Overall, these studies indicate that the neuroprotective and clinical effects of lithium could be mediated by an interaction with NMDA and non‐NMDA receptors. These data are interesting because the clinical drugs used currently for AD therapy are mainly NMDA‐receptor antagonists, for example, memantine that blocks glutamate‐mediated excitotoxicity [17]. However, acetylcholinesterase inhibitors, which aim to stabilize acetylcholine levels in the synaptic cleft in order to maintain neurotransmission, are also used because it has been hypothesized that cholinergic dysfunction in the process of aging contributes to the development of AD [2]. The possibility that bipolar affective disorder is the result of some abnormality of glutamatergic neurotransmission thus warrants further investigation.

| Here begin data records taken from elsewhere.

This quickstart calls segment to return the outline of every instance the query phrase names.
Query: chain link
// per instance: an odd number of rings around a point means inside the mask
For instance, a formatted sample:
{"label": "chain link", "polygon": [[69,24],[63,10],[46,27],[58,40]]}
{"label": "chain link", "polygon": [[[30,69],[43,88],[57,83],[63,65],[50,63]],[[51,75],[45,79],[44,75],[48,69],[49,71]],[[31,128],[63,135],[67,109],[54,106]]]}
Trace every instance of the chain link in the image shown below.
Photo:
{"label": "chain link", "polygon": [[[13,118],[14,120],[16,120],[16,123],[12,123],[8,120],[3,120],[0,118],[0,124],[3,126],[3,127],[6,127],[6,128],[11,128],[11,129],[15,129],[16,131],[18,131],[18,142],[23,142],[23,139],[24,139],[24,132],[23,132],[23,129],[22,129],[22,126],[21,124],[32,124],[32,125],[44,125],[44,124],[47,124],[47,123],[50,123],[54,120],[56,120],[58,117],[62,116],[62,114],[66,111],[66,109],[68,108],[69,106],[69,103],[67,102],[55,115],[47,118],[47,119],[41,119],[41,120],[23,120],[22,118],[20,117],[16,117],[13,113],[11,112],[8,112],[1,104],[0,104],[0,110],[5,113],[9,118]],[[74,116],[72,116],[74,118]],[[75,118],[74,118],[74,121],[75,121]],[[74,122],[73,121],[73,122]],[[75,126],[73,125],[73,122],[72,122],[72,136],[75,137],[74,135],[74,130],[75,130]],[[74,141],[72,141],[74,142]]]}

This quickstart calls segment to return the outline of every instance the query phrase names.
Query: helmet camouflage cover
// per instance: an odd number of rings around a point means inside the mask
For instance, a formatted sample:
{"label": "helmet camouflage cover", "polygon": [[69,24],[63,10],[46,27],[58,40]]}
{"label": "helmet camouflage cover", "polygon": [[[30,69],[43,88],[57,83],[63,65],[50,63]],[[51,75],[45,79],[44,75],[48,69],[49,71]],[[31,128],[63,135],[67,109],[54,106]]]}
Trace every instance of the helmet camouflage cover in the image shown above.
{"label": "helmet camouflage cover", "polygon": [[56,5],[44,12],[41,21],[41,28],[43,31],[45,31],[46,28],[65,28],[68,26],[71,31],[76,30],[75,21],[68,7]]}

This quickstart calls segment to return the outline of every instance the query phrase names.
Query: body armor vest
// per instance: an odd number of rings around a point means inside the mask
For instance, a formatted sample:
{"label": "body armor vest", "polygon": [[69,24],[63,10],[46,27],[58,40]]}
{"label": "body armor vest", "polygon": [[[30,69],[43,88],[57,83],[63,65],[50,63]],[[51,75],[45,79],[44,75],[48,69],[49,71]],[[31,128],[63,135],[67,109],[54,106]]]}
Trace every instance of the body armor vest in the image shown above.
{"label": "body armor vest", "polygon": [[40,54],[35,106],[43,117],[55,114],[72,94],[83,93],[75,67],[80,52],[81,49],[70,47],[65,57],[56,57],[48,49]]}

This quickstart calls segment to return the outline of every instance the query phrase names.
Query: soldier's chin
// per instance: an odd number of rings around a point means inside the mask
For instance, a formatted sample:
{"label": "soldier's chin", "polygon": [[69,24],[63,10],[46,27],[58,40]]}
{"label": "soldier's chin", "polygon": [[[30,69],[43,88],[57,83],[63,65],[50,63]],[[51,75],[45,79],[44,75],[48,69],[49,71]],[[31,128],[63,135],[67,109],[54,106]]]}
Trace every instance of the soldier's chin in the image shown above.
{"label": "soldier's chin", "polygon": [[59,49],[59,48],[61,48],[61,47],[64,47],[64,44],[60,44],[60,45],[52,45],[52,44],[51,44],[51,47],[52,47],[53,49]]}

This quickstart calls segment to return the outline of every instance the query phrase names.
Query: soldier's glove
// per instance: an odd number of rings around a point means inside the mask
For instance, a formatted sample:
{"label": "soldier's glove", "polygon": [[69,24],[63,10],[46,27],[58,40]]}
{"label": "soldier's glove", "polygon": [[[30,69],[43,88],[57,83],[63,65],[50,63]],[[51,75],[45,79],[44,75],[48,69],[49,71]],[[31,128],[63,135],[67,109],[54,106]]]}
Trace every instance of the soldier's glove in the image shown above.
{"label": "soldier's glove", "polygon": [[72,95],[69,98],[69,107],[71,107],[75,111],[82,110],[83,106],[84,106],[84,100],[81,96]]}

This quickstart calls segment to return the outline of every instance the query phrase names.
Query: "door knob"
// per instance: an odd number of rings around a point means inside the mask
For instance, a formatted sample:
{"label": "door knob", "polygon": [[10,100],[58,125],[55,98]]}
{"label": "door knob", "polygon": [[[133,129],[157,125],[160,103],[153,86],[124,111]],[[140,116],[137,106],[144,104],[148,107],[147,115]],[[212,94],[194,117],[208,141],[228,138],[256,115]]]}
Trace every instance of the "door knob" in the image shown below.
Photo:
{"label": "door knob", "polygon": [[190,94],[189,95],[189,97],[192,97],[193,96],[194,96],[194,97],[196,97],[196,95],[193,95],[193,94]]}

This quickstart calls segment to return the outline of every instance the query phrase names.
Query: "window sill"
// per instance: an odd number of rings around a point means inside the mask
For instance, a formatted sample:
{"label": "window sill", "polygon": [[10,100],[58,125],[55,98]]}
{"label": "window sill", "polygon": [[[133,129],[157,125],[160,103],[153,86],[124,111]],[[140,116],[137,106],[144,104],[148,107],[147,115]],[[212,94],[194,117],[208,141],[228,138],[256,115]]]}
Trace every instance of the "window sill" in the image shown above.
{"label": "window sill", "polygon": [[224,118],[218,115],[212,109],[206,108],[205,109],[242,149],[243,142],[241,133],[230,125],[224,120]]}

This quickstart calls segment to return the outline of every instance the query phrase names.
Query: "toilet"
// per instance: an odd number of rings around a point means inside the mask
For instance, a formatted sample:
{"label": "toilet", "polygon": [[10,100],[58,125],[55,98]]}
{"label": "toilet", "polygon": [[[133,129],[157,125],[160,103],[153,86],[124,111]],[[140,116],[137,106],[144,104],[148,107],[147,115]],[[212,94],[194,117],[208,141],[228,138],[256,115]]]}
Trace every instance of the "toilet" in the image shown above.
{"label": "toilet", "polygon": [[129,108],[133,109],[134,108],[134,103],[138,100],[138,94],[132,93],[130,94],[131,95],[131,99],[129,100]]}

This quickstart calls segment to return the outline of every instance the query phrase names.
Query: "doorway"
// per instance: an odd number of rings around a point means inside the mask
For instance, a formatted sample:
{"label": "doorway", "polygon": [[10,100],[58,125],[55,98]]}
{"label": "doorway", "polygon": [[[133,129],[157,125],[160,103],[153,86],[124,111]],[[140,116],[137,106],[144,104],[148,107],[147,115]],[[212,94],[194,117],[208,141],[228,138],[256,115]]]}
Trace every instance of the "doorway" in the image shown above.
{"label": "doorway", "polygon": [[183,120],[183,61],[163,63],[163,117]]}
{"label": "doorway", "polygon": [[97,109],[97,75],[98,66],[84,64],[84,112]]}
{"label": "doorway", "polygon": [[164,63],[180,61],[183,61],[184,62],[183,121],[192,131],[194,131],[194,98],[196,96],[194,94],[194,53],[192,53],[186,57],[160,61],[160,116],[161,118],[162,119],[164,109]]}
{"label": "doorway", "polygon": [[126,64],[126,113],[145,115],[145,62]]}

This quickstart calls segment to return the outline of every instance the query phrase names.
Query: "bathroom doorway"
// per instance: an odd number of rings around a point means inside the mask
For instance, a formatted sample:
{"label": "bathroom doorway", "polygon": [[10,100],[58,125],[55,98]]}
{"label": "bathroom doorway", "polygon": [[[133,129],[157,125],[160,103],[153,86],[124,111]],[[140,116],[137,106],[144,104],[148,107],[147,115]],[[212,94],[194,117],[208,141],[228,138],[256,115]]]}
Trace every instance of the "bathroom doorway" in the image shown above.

Lithium Is Involved in the Regulation of Autophagy

Autophagy is a physiological process involved in the degradation of proteins and also eliminates unwanted, damaged cell structures or organelles. It has recently been suggested that the potential benefits of lithium could be due to the induction of autophagy [44, 45, 46]. Interestingly, the role of lithium in autophagy was GSK‐3 independent and research showed the prominent role of inositol monophosphatase (IMPase) inhibition [45]. Moreover, carbamazepine and valproic acid drugs, which induced inositol depletion, also increase autophagy. The importance of autophagy in neurodegenerative diseases is to decrease both aggregated substrates—huntingtin and alpha‐synuclein—proteins that are associated with HD and some autosomal forms of PD, respectively. A recent clinical study in human patients found that lithium administration slows the progression of ALS. The potential mechanism involved in this beneficial effect of lithium is attributed to autophagy activation, since one of the features of ALS is a defect in this pathway [6]. Because autophagy is a major degradation route for aggregate‐prone proteins associated with neurodegenerative disorders, the induction of autophagy by lithium may also be a valuable strategy in the treatment of neurodegenerative diseases, in addition to the other beneficial effects of this drug.

Role of Lithium in the Inhibition of Oxidative Stress

It has been hypothesized that an increase in oxidative stress parameters could be associated with the pathophysiology of bipolar disorders [47, 48]. Thus, an increase in thiobarbituric acid reactive substance (TBARS) and superoxide dismutase and a decrease in catalase levels have been demonstrated in patients with bipolar disorders. Therefore, another potential mechanism underlying lithium's neuroprotection and efficacy in bipolar disorders is the previously demonstrated antioxidant properties of this drug. In neuronal cell preparations chronic treatment with lithium inhibited H₂O₂‐induced cell death. Furthermore, other studies indicate that chronic lithium treatment inhibited lipid peroxidation and protein oxidation in cortical cells [48, 49, 50, 51, 52]. This antioxidant property of lithium was attributed to an increase in glutathione levels in neurons and human neuroblastoma SH‐SY5Y cells [51]. This suggests that long‐term exposure to low lithium concentrations could confer some protection against oxidative stress. Consistent with this hypothesis, Frey et al. reported that in vivo pretreatment with lithium for 2 weeks inhibited amphetamine‐induced lipid peroxidation in rat hippocampus [53]. In vitro, Shao et al. also showed that treatment with lithium inhibited the increase of lipid peroxidation and protein oxidation induced by glutamate and the decrease of cell viability induced by H₂O₂[50]. These protective effects, apart from increasing the levels of glutathione and glutathione S‐transferase activity, could also be mediated by reducing intracellular calcium and stabilizing the mitochondrial membrane. Several studies have shown that GSK‐3 inhibition by lithium may also increase the resistance to oxidative stress [53]. Using HT22 neurons, lithium treatment increased the levels of serine‐phosphorylated (inactive) GSK‐3β, indicating that inhibition of this enzyme may play a role in oxidative stress resistance in HT22 cells after glutamate and H₂O₂ treatment [54]. Since oxidative stress is believed to occur in the pathogenesis of many neurodegenerative diseases, mainly AD and PD, drugs that lead to a decrease in oxidative stress may therefore provide a suitable strategy for the development of compounds to prevent and treat neurodegenerative conditions [37].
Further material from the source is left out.